The biggest problem I see with tidal locking is its potential impact on the magnetic field protecting the atmosphere, as it's believed that Venus and Mars have only tiny magnetic fields in large part because of slow currents in their cores.

Of course there's also the possibility of the moons of gas giants around red dwarfs. Thanks to the thermal emissions of the gas giant they could be at least a bit further from the sun, as well as getting significant protection from the gas giant's potentially much larger magnetic field. They would also have the benefit of tidally locking to the planet rather than the sun, so they would still experience a diurnal cycle, though it might be a bit slower than Earth's. Io for example orbits Jupiter in 1.7 days.

Re:Frist (0)

Anonymous Coward | about 7 months ago | (#47154985)

Those are Amerindian Little Persons, not red dwarfs.

Hey everybody I managersd to difokpel the odpa (-1, Troll)

For a Free Internet (1594621) | about 7 months ago | (#47152813)

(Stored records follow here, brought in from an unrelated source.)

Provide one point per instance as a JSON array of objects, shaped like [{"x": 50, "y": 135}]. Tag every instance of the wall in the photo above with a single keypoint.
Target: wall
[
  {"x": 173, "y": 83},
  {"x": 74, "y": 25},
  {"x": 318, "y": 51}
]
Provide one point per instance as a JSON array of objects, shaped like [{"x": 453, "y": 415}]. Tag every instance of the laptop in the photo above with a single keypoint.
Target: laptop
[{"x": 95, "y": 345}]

HEr pussy was warm and excited and deweoy! it was Otis tujcjiek ethe international swamp rviver of flasrshback on the weawpsa; pf crpoolp? No! Slashdort is wrong! nothing is the wtire of jiowp sotprkwwrru bigfot of the delicious wonab,

Re:Hey everybody I managersd to difokpel the odpa (1)

stealth_finger (1809752) | about 7 months ago | (#47152929)

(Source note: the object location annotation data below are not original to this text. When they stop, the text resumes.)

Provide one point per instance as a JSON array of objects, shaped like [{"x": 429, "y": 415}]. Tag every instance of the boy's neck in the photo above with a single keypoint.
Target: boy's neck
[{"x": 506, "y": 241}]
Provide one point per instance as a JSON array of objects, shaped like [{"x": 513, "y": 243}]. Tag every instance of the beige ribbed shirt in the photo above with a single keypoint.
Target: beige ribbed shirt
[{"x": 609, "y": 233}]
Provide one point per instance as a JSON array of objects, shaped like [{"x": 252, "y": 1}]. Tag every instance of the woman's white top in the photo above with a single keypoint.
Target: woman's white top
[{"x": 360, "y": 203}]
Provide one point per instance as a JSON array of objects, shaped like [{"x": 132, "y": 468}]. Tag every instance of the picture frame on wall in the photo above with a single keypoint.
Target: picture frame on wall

HEr pussy was warm and excited and deweoy! it was Otis tujcjiek ethe international swamp rviver of flasrshback on the weawpsa; pf crpoolp? No! Slashdort is wrong! nothing is the wtire of jiowp sotprkwwrru bigfot of the delicious wonab,

This is like your Grandad telling a story coming in and out of legibility. http://www.youtube.com/watch?v... [youtube.com]

Interesting.. (1)

ventriloquistw (3679425) | about 7 months ago | (#47152831)

This was quite interesting and comedic for me.. the red dwarfs and the alien world seems interesting to think about!

What? (0)

Anonymous Coward | about 7 months ago | (#47152863)

What have we learned here exactly? It looks to me like we've learned that a particle flux emitted omnidirectionally falls off with the cube of distance - which I think we knew already without a "computer model" - and that magnetic fields protect against solar winds - which we also knew. Yay for science.

Re:What? (1)

Immerman (2627577) | about 7 months ago | (#47156007)

Umm, are you sure you don't mean "falls off with the *square* of distance"? Magnetic fields fall off with the cube of distance thanks to their self-neutralizing properties, but I can't think of anything else that does so. Most anything that expands through space falls off as the inverse square of distance, since the surface area through which it passes at distance D scales with D^2.

Not deadly forever (5, Informative)

mysidia (191772) | about 7 months ago | (#47152895)

See this article [astrobio.net] , on the subject, from back in 2009.

. Preliminary results from a dedicated research program have shown that planets around red dwarfs could be habitable if they can maintain a magnetic field for a few billion years ...

The high-energy radiation is predominantly emitted by young stars. As they age, red dwarfs become less magnetically active, while continuing to shine steadily at visible wavelengths for 100 billion years or more. ... ...

Therefore, if an orbiting planet can just hold onto its atmosphere through the wild early years of its red dwarf roommate, it could end up being a decent place to live.

Re:Not deadly forever (0)

Anonymous Coward | about 7 months ago | (#47155817)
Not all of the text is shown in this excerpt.